P: Meeting in St. Paul, delegates to the 96th annual synod of the Augustana Evangelical Lutheran Church (membership: 516,968, fifth largest of the 18 Lutheran bodies in the U.S.) pondered the current shortage of pastors (857 available for 1,211 congregations), protested that "political expediency" in Washington has held up operation of the 1953 Refugee Relief Act, re-elected the Rev. Dr. Oscar A. Benson of Minneapolis for his second four-year term as president. Hottest issue of the convention was a proposal made by the United Lutheran Church in America (membership: 2,061,004) that Augustana join with U.L.C.A. in inviting "all Lutheran Church bodies to participate in merger discussions looking toward organic union." The synod voted overwhelmingly to accept.

P: California's Attorney General Edmund G. Brown ruled that the Bible may be read in the state's public schools. But, said Brown, it may be read only as literature or history. Prayers, he ruled in another opinion, may not be said in the public schools. The Constitution's position on religion, declared Brown, stems "not from opposition to religion but from respect for it and for the right of each person to determine for himself his fundamental faith."

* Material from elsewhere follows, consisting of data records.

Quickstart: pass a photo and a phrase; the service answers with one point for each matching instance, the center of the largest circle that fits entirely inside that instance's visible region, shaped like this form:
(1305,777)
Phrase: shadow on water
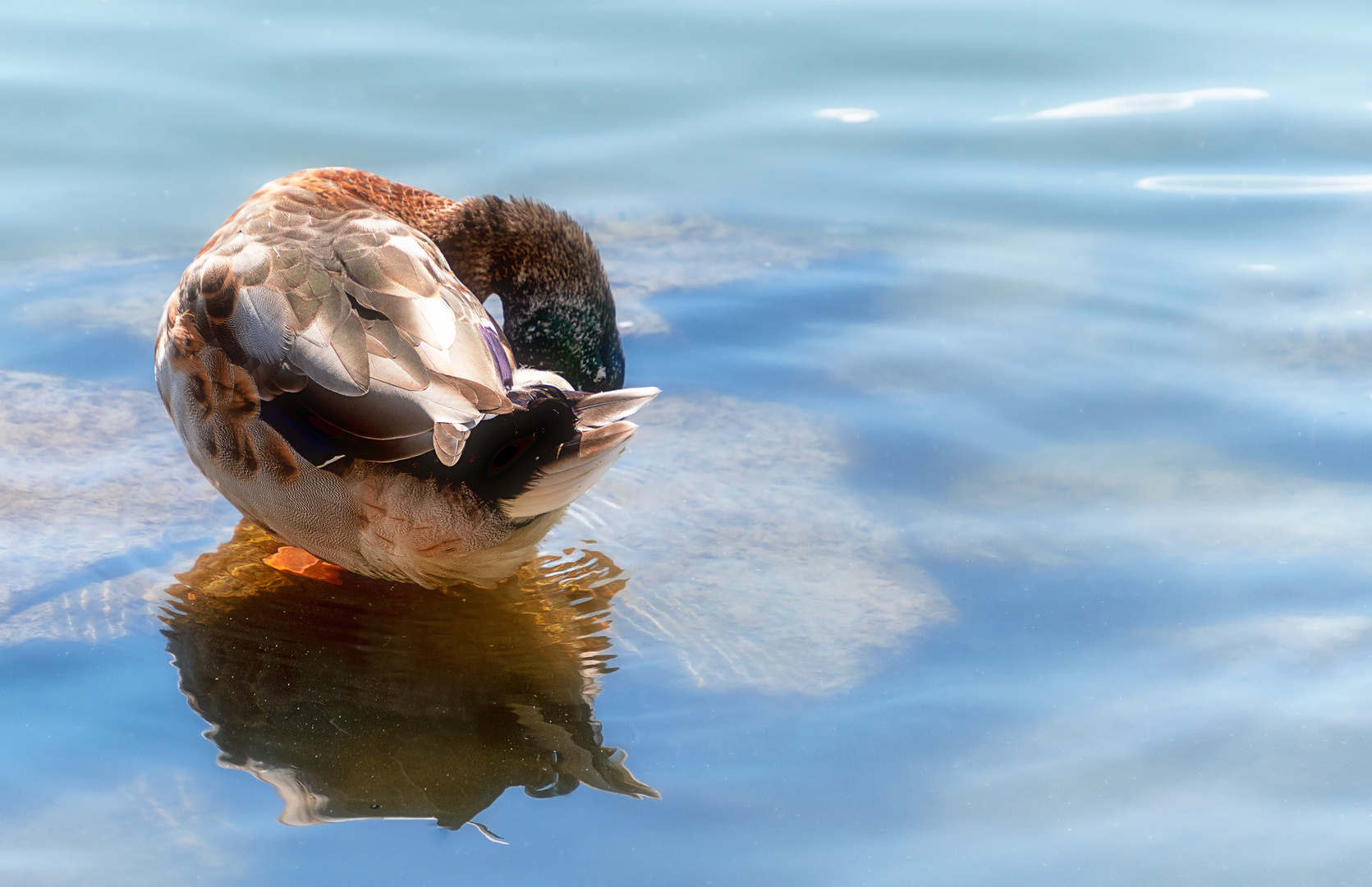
(369,699)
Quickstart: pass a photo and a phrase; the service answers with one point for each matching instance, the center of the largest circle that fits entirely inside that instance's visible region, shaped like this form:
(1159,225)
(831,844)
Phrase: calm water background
(1005,522)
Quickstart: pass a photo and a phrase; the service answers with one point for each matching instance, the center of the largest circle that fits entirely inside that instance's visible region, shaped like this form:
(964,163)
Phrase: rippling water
(1005,521)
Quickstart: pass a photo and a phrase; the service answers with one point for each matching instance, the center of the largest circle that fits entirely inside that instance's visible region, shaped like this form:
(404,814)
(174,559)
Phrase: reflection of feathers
(369,699)
(337,384)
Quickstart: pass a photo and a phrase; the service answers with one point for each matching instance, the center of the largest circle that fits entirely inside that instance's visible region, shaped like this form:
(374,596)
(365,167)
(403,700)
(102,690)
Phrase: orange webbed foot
(300,562)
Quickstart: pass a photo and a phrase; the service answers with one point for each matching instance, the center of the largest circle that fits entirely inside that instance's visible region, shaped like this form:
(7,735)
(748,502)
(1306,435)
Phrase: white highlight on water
(1259,184)
(848,116)
(1143,103)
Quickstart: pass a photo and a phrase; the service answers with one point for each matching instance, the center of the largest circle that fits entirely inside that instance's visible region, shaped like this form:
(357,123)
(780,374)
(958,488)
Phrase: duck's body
(342,386)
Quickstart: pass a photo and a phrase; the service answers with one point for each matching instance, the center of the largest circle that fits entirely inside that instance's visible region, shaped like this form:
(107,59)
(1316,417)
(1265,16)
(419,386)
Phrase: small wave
(1259,184)
(1143,103)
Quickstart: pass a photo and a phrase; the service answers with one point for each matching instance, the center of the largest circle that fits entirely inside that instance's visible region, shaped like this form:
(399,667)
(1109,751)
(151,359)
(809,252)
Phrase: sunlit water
(1007,517)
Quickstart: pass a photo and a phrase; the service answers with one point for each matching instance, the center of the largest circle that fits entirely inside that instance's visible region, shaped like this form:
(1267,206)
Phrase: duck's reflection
(372,699)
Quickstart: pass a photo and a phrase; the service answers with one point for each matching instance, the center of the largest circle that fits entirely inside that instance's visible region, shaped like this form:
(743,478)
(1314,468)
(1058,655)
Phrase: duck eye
(509,455)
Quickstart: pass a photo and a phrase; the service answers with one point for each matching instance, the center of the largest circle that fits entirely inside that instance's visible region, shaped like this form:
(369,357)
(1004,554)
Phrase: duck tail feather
(579,464)
(594,411)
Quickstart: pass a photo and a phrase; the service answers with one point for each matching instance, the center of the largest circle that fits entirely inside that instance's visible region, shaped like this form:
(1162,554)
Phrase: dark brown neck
(558,309)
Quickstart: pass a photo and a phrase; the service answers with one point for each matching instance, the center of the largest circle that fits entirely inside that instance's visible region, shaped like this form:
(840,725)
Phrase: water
(1005,521)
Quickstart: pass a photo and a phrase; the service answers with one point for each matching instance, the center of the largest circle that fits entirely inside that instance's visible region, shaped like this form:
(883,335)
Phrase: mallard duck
(329,367)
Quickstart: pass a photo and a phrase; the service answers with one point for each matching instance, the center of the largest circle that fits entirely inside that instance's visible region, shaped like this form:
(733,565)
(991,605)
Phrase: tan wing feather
(282,284)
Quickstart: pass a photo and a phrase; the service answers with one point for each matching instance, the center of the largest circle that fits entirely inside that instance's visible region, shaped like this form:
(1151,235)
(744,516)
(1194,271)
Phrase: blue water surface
(1006,518)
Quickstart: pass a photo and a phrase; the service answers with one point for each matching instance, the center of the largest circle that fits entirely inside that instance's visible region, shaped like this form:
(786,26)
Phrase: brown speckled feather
(325,302)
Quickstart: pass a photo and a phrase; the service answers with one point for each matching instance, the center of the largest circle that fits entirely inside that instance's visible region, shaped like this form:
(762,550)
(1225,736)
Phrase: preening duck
(329,367)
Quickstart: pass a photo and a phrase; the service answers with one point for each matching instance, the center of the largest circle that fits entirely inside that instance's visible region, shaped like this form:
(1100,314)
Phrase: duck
(331,367)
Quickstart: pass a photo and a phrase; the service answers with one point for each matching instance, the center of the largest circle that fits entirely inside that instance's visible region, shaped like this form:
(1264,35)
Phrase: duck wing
(360,338)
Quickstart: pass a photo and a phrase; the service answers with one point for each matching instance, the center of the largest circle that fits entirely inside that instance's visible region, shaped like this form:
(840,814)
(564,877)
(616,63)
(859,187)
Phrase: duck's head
(558,308)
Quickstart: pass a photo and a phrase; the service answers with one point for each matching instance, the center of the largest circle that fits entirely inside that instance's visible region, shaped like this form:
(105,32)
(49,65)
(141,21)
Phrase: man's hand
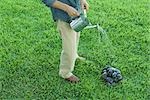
(84,5)
(72,11)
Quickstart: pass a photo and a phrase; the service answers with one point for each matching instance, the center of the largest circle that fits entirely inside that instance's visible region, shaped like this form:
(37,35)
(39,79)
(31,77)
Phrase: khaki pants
(70,40)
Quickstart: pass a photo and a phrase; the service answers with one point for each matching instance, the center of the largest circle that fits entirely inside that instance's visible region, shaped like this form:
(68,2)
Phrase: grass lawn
(30,48)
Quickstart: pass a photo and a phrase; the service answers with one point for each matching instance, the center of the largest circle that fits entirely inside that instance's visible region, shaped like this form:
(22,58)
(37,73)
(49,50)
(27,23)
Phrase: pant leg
(68,54)
(77,43)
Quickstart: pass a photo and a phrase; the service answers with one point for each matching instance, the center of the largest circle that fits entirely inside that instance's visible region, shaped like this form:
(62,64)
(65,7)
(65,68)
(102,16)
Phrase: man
(63,11)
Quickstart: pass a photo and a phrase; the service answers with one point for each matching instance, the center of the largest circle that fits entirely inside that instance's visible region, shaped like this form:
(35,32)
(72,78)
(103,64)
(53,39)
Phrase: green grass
(30,48)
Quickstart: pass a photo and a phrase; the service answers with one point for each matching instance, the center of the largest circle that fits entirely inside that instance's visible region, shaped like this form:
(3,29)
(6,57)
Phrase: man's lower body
(70,41)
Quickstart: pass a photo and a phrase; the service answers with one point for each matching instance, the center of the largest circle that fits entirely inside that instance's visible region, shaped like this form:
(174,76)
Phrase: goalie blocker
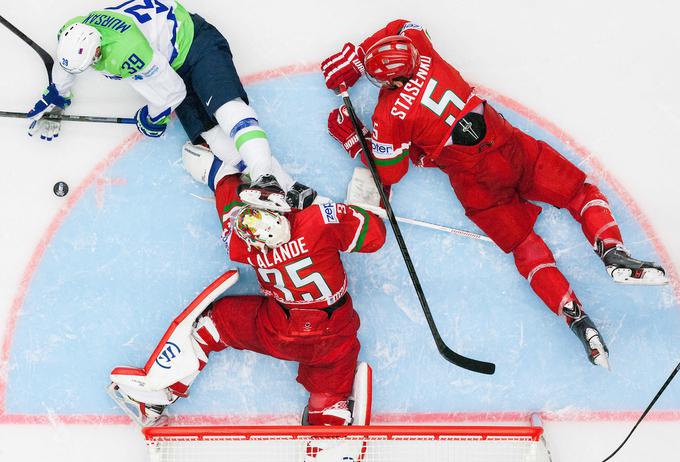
(144,393)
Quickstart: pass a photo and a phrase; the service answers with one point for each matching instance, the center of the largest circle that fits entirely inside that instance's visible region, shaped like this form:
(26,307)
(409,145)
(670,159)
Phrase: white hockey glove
(47,129)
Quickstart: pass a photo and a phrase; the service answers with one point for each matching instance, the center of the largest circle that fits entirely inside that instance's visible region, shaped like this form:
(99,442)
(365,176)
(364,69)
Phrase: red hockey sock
(591,209)
(536,263)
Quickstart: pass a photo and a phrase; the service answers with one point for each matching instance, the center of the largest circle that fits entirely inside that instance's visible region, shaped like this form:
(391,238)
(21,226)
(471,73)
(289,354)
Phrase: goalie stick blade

P: Three months after Billy Graham packed Madison Square Garden in a one-night stand, the board of directors of Manhattan's Protestant Council voted to invite Billy to hold a first full-scale "crusade" in New York City in September 1956. Graham, in Switzerland to conduct crusades in Zurich and Geneva last week, told newsmen that he would wait until the invitation arrived before accepting or rejecting it.

P: After three years, two months and 13 days of publishing the New Testament in daily installments (about 100 words), the Akron Beacon Journal set to work on the Old Testament. Estimated running time for the completed Bible: some 15 years.